Following an argument between his brother and a group of men at a Brooklyn bodega, the defendant returned to the store, found the men standing on the corner and fired several shots into the crowd. When someone shot at him from across the street, the defendant turned and returned fire in that direction. One of those bullets passed through the door of a car in which nine-year-old Veronica Corales was sleeping, struck her in the head, and killed her.

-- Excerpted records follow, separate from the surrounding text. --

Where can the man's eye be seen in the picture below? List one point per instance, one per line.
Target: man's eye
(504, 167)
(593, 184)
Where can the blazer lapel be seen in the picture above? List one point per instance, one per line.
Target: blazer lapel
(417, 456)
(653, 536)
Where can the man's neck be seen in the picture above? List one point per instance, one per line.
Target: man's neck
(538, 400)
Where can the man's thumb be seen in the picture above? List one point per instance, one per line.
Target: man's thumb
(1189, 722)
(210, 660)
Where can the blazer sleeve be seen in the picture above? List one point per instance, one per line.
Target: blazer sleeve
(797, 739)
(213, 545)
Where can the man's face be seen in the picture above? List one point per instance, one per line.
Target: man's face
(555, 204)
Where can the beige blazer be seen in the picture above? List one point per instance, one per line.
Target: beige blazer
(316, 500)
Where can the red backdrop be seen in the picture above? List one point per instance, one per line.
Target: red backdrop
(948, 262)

We agree with the defendant that the court erred in admitting into evidence a photograph of the victim while she was alive. Like photographs of a victim’s corpse (see, People v Pobliner, 32 NY2d 356, cert denied 416 US 905), photographs of a victim taken while he or she is alive may arouse the jury’s emotions and, therefore, should not be admitted unless relevant to a material fact to be proved at trial (see, People v Stevens, 76 NY2d 833). The photograph of the smiling, young victim was not relevant to any issue at trial and, undoubtedly, evoked sympathy from the jury. However, the error was harmless in light of the overwhelming evidence of the defendant’s guilt (see, People v Crimmins, 36 NY2d 230), which included identification testimony from three eyewitnesses to the shooting.

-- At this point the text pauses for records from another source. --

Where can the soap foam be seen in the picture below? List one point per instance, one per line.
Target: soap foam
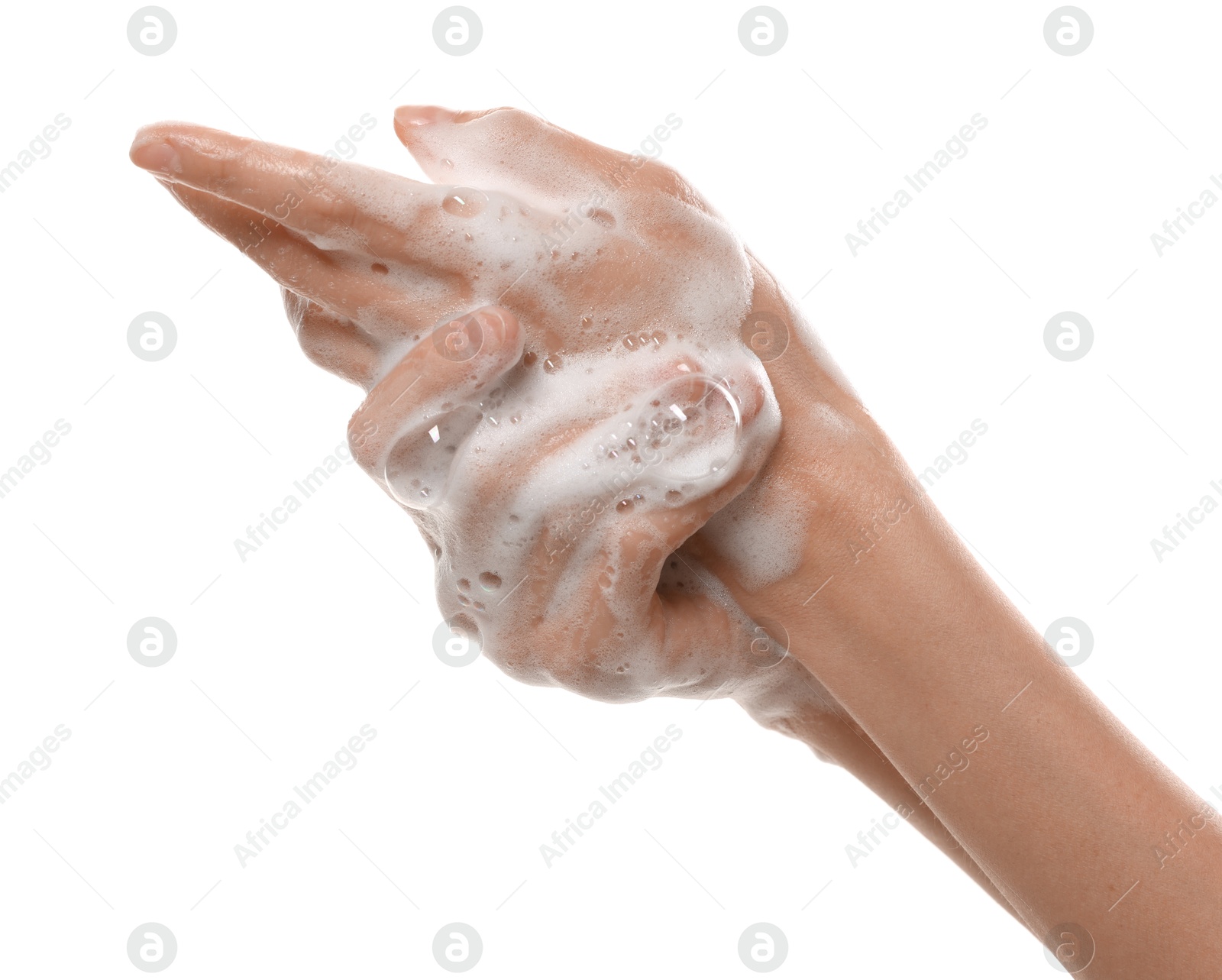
(635, 397)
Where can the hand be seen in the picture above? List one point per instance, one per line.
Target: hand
(559, 419)
(470, 318)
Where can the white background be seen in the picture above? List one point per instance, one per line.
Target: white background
(281, 659)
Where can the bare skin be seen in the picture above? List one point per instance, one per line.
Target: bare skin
(439, 301)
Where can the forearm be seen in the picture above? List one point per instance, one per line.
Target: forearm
(1056, 800)
(807, 713)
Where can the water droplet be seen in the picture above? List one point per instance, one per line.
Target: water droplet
(464, 202)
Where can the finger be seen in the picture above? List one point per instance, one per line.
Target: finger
(333, 342)
(590, 606)
(342, 283)
(335, 201)
(409, 430)
(510, 150)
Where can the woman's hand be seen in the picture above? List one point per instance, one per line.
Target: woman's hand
(558, 387)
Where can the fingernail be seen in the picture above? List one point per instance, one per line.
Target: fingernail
(157, 157)
(423, 115)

There is no merit to the defendant’s contention that he was denied his constitutional right to confront his accusers when the court refused to unseal the record of conviction of one of the eyewitnesses. The witness was arrested for assault and driving a vehicle with an improper VIN number. He pleaded guilty to disorderly conduct, and, because the conviction is a violation, the records were sealed (see, CPL 160.55 [1] [c]). There was no Sixth Amendment violation in denying the defendant access to the sealed record since he failed to demonstrate that the information would tend to show the witness’s bias in favor of the prosecution or hostility toward the defendant (see, People v Gissendanner, 48 NY2d 543; People v Acevedo, 176 AD2d 886). The witness was convicted before the shooting in the present case, and he had no pending matters which might have motivated him to curry favor with the People. "[T]he Constitution did not confer 'a right in every case to impeach the general credibility of a witness through cross-examination about his past delinquency adjudications or criminal convictions’ ” (emphasis added; People v Gissendanner, supra, at 549, quoting Davis v Alaska, 415 US 308, 321).

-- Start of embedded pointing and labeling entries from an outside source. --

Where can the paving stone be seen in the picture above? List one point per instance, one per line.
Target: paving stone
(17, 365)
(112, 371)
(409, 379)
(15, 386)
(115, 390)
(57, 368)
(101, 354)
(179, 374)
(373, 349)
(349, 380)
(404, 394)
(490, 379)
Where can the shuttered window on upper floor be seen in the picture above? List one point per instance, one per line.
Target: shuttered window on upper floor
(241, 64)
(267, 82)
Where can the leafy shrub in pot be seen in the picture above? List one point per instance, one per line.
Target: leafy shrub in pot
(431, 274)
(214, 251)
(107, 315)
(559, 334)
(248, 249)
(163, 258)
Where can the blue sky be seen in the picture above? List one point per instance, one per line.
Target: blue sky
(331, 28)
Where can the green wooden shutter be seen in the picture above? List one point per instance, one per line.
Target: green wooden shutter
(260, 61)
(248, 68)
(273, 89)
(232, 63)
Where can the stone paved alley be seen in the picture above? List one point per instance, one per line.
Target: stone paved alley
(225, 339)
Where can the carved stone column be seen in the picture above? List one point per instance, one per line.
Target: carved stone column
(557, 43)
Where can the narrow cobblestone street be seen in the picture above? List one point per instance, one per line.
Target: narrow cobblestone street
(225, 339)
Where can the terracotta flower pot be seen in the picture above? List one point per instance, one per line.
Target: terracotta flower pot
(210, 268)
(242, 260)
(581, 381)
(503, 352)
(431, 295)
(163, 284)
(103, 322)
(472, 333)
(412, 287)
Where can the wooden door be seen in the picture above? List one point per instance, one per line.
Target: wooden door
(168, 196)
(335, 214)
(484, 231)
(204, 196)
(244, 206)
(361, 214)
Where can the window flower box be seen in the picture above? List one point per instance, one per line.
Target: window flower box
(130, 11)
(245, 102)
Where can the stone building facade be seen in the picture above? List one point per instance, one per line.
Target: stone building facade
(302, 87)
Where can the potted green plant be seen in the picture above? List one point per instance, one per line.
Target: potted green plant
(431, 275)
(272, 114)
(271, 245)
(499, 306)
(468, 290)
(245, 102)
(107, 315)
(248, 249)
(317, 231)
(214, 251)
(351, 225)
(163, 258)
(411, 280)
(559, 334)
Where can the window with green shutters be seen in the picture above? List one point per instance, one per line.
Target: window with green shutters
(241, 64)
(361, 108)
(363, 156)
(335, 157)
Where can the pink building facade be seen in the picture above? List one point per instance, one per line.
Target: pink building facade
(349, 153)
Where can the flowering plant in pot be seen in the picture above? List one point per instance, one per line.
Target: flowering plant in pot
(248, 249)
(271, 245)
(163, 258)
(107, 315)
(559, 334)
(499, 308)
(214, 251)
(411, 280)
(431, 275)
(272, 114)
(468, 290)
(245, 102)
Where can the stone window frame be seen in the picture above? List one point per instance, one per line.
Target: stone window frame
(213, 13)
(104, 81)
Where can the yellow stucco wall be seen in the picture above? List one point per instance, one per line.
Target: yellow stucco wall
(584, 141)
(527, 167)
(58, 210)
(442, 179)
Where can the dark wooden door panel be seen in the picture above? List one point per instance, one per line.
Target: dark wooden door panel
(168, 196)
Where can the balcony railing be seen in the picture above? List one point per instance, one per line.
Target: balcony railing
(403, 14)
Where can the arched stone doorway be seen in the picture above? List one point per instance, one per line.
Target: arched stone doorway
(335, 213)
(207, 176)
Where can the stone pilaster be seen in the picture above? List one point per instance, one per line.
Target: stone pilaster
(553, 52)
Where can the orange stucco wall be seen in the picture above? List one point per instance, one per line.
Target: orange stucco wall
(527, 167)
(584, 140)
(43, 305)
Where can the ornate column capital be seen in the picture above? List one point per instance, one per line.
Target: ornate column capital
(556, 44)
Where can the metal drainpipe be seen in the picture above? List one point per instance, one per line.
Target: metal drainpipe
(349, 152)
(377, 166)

Having failed to object to the verdict sheet at trial, the [688]*688defendant’s present contention that it is defective is unpreserved for appellate review (see, CPL 470.05 [2]). In any event, it was not error for the court to include instructions on how to proceed from one count to the next (see, People v Nimmons, 72 NY2d 830; People v Vargas, 199 AD2d 291; People v McCray, 182 AD2d 838; People v Campbell, 170 AD2d 982).
The defendant’s remaining contentions are without merit. Bracken, J. P., O’Brien, Pizzuto and Altman, J.J., concur.